Tuesday, March 10, 2009

Blindness: Grade C

Blindness (2008)
Julianne Moore, Mark Ruffalo, Gael Garcia Bernal. Director Fernando Meirelles.

Inexplicably, people in a major modern city go instantly blind, one by one, until the whole city is blind. That’s the premise we must accept. Ruffalo is an ophthalmologist who examines a patient with the mysterious ailment, then “goes” himself. His wife, Moore, accompanies him to the quarantine, even though she remains sighted. Soon the quarantine is overcrowded, chaotic, filthy and surrounded by guard towers, so we have morphed from an allegory of social fear of biological pathogens, like an escaped virus or maybe HIV, to some sort of Holocaust metaphor.
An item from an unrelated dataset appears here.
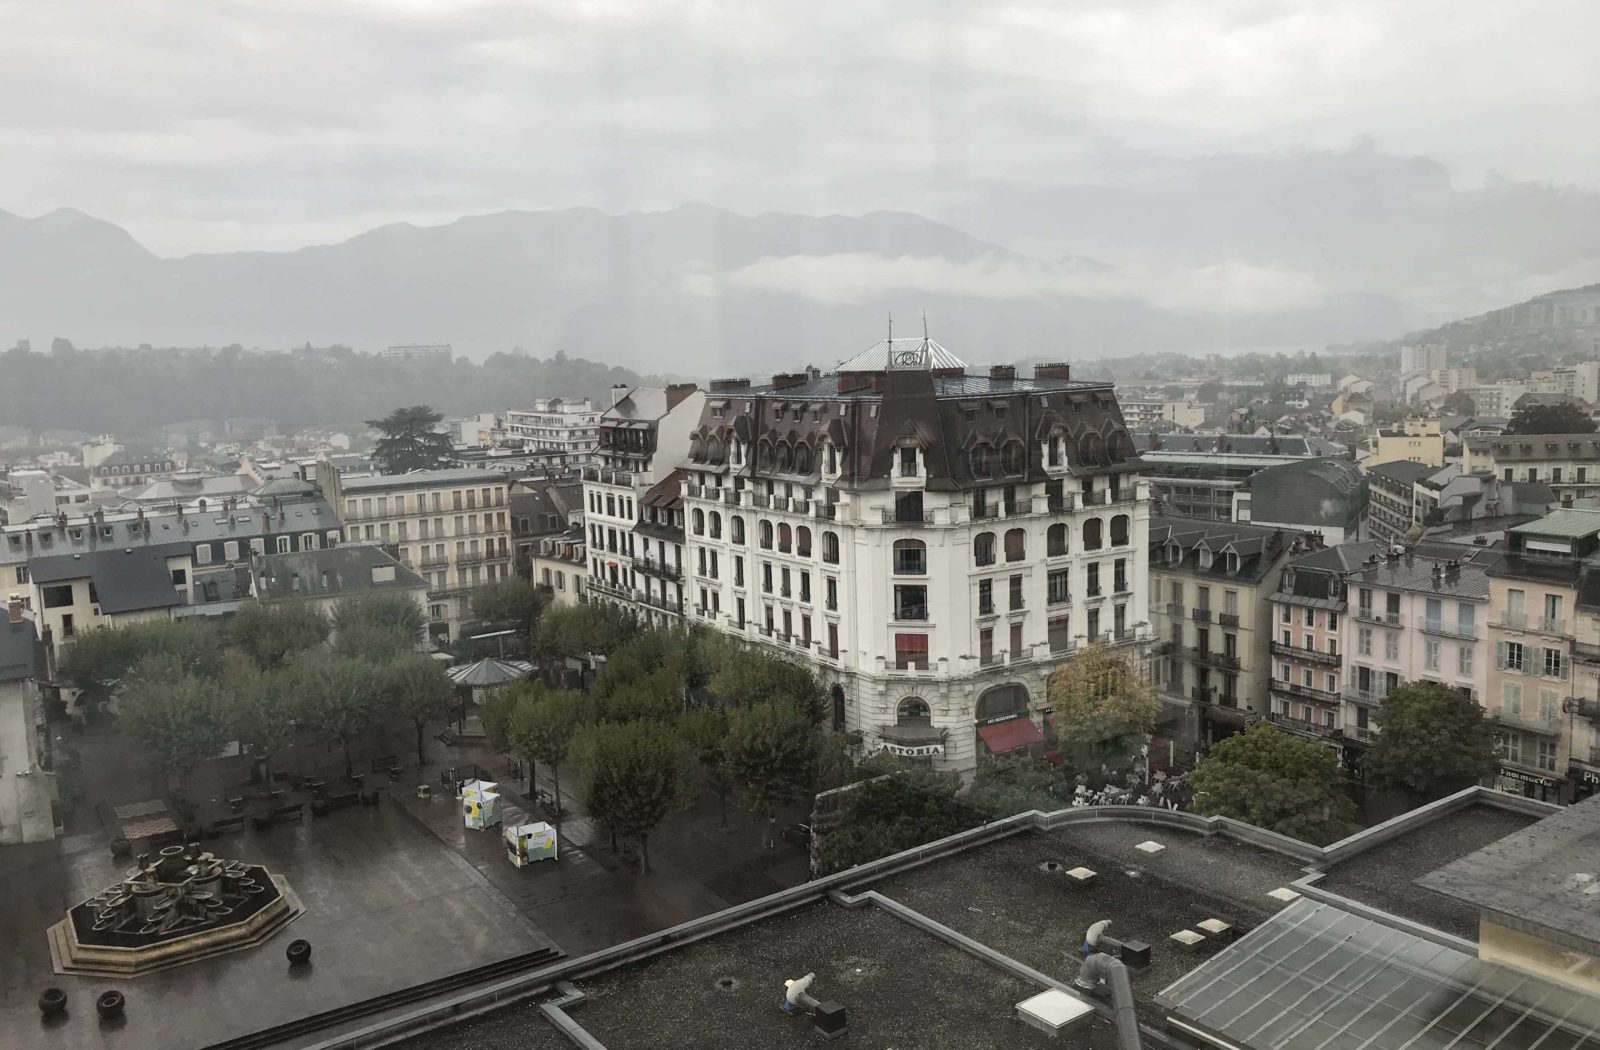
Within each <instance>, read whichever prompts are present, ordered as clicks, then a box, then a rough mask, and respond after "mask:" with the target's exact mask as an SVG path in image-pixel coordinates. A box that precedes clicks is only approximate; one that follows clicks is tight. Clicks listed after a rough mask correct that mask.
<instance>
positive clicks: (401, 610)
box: [333, 591, 427, 648]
Moore conceals her visual ability, for reasons unknown, and helps individuals and groups get somewhat organized. But the “bad” group gets hold of a gun, seizes the limited food supply and demands payment from the others for food. The dramatic situation could have been resolved in five minutes, since a gun is not that useful for a blind person, while sighted Moore could easily have overcome the lot of them. But instead the movie morphs into a Lord of the Flies theme to show the dark side of human nature. Finally someone thinks to check the front door, which is open and all the guards are gone and the city is empty of life except other starving and dying blind people. And so on. There is no resolution, no message, no point to the whole thing.
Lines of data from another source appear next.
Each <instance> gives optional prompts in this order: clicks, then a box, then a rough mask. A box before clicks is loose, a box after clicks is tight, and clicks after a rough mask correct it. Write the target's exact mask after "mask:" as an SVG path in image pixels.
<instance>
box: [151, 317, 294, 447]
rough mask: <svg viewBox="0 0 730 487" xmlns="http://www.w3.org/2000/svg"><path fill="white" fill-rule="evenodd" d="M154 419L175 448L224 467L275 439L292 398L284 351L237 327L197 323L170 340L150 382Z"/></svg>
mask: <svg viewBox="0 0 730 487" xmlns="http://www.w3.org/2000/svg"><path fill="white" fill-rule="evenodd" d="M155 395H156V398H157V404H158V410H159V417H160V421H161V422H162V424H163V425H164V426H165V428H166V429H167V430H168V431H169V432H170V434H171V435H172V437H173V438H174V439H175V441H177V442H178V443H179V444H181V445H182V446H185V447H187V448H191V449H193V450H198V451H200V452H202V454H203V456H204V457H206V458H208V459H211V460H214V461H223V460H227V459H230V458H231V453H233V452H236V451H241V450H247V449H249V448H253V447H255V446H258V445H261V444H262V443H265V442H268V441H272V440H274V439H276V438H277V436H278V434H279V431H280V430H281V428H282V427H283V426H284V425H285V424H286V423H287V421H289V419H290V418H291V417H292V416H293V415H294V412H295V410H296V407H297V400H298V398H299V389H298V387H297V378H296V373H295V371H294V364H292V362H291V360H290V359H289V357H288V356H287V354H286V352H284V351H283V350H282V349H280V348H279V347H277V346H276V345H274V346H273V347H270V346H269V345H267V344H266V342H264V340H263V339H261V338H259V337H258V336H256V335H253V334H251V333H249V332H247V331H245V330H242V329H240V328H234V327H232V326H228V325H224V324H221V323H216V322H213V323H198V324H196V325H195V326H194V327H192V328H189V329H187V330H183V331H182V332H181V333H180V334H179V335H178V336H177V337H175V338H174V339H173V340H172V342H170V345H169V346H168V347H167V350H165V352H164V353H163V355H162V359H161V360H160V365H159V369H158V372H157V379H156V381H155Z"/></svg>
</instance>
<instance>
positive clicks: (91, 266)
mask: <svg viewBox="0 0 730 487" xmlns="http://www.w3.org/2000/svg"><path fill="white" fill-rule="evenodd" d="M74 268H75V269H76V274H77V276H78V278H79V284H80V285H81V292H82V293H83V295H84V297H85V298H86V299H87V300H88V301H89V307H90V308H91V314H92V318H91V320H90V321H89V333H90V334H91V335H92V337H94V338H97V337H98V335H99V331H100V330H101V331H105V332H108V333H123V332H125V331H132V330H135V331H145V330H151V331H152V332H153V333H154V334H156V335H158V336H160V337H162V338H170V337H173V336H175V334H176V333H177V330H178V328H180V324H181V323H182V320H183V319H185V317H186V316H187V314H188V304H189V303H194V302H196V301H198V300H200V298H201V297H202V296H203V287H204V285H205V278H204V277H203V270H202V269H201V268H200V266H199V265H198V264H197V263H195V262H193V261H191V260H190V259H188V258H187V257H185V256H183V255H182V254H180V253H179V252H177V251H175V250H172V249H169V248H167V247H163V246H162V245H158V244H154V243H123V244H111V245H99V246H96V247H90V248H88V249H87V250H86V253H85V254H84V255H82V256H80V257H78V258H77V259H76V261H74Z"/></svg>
The strengths of the film include terrific (though terrifically bleak) cinematography, compelling acting from Moore, and some moments of insight. On the down side, the screenplay lacks any semblance of story arc or character development. Some scenes are thought-provoking, such as the realization that it makes no sense to segregate the genders for dressing and bathing, since everybody is blind. But in general, the movie is an insult to blind people, and over all nothing adds up. We could accept throwing reason to the wind for the sake of observing human behavior in a contrived crucible, but Lord of the Flies has already been done, so why do it again, badly?